Offering: One (1) Unlimited Pass to all offered Alternate Training Sessions, Elite Level, held at select facilities throughout Leyton Ward. Valid until Assignment of Pass-holder is rendered Complete (or Incomplete).
In Exchange For: Confirmed Death of West Grayer
It’s all I can do to simply start walking. I’m careful to look at nothing, face no one, knowing only that I have to escape.
I turn the corner and run.
I’m an active again, my Alt every single idle in Kersh who could ever want for extra training.
It’s fully dark out now and what was once bone-deep fear has morphed back to anger.
Sabian.
I scowl deeply at the thought of him, this person who has already taken so much at the expense of those I know. And now the successful killings of those Alts, the purity of the Board nicely secured for the future, and me—scrubbed away like an ugly, telling stain.
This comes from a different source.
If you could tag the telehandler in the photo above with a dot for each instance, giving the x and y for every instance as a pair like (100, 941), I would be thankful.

The rolling blare from a clearing truck a few streets down startles me, and I pull my hood down even farther over my head. Keeping my eyes on my feet, I walk down the street. I’m neither in the Grid proper nor in the actual suburbs of Jethro now, but somewhere in between, straddling a blurred middle ground. It’s still crowded here, but the stream of people makes it easier to disappear.
Why kill Meyer?
Who
killed him? The questions fill my head.
That Meyer was assassinated makes me believe Sabian is in this alone. No way would the Board turn against one of its own so blatantly. But I can’t be sure.
What I
do
know for sure is that I was never meant to get out of this alive. My fault for not listening to the warnings until it was too late.
There’s a shout from someone on the sidewalk behind me and I jump. I’m strung too tight. The Roark is still in my bag. But I have nothing else on me, not even a blade.